|Robert James||Jul 8, 2014 6:22 pm|
|Patrick Wendell||Jul 9, 2014 12:45 am|
|Koert Kuipers||Jul 9, 2014 5:20 am|
|Surendranauth Hiraman||Jul 9, 2014 5:30 am|
|Robert James||Jul 9, 2014 6:47 am|
|Jerry Lam||Jul 9, 2014 7:14 am|
|Andrei||Jul 9, 2014 8:34 am|
|Sandy Ryza||Jul 9, 2014 9:05 am|
|Koert Kuipers||Jul 9, 2014 9:14 am|
|Jerry Lam||Jul 9, 2014 9:25 am|
|Sandy Ryza||Jul 9, 2014 9:28 am|
|Ron Gonzalez||Jul 9, 2014 9:37 am|
|Ron Gonzalez||Jul 9, 2014 9:40 am|
|Andrew Or||Jul 9, 2014 6:39 pm|
|Koert Kuipers||Jul 10, 2014 6:10 am|
|Subject:||Re: Purpose of spark-submit?|
|From:||Surendranauth Hiraman (sure...@velos.io)|
|Date:||Jul 9, 2014 5:30:38 am|
Are there any gaps beyond convenience and code/config separation in using spark-submit versus SparkConf/SparkContext if you are willing to set your own config?

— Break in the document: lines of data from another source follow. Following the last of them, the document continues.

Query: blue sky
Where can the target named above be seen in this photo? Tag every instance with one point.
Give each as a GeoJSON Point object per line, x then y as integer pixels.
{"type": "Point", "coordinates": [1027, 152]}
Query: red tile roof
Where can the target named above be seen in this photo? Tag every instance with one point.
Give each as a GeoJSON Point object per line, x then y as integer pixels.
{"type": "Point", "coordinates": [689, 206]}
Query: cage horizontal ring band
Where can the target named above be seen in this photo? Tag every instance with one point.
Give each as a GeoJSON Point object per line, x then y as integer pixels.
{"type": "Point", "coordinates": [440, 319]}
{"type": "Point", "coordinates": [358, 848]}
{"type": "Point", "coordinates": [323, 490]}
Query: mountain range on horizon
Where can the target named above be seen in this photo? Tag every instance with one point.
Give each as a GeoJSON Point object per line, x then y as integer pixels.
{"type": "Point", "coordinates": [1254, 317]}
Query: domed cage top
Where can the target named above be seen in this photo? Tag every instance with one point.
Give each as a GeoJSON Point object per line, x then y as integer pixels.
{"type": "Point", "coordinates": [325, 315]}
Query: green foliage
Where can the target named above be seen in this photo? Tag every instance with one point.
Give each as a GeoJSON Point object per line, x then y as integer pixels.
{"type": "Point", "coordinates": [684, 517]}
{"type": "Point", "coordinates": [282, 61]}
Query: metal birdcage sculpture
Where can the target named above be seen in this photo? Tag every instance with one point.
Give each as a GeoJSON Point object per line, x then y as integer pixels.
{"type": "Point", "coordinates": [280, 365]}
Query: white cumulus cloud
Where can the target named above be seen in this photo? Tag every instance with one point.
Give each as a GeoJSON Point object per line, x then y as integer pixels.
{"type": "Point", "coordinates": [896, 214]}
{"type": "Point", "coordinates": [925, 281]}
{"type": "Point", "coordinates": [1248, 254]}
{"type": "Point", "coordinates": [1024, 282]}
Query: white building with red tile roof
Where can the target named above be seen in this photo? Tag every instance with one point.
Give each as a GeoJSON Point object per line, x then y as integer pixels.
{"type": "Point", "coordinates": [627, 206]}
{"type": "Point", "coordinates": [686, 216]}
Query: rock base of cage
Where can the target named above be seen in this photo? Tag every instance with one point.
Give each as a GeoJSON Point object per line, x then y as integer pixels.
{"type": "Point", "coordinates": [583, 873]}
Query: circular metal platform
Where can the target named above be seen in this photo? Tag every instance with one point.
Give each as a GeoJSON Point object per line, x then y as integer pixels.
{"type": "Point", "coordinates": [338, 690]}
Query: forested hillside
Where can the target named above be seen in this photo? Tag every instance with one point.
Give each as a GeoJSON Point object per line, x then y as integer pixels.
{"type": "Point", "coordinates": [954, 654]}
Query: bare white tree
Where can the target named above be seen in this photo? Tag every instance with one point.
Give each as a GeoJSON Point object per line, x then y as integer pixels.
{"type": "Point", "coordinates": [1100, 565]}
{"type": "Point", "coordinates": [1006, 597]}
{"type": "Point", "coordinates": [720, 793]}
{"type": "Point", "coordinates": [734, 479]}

If there are any gaps, +1 on having parity within SparkConf/SparkContext where possible. In my use case, we launch our jobs programmatically. In theory, we could shell out to spark-submit but it's not the best option for us.
So far, we are only using Standalone Cluster mode, so I'm not knowledgeable on the complexities of other modes, though.
On Wed, Jul 9, 2014 at 8:20 AM, Koert Kuipers <koe...@tresata.com> wrote:
not sure I understand why unifying how you submit app for different platforms and dynamic configuration cannot be part of SparkConf and SparkContext?
for classpath a simple script similar to "hadoop classpath" that shows what needs to be added should be sufficient.
on spark standalone I can launch a program just fine with just SparkConf and SparkContext. not on yarn, so the spark-launch script must be doing a few things extra there I am missing... which makes things more difficult because I am not sure its realistic to expect every application that needs to run something on spark to be launched using spark-submit. On Jul 9, 2014 3:45 AM, "Patrick Wendell" <pwen...@gmail.com> wrote:
It fulfills a few different functions. The main one is giving users a way to inject Spark as a runtime dependency separately from their program and make sure they get exactly the right version of Spark. So a user can bundle an application and then use spark-submit to send it to different types of clusters (or using different versions of Spark).
It also unifies the way you bundle and submit an app for Yarn, Mesos, etc... this was something that became very fragmented over time before this was added.
Another feature is allowing users to set configuration values dynamically rather than compile them inside of their program. That's the one you mention here. You can choose to use this feature or not. If you know your configs are not going to change, then you don't need to set them with spark-submit.
On Wed, Jul 9, 2014 at 10:22 AM, Robert James <srob...@gmail.com> wrote:
What is the purpose of spark-submit? Does it do anything outside of the standard val conf = new SparkConf ... val sc = new SparkContext ... ?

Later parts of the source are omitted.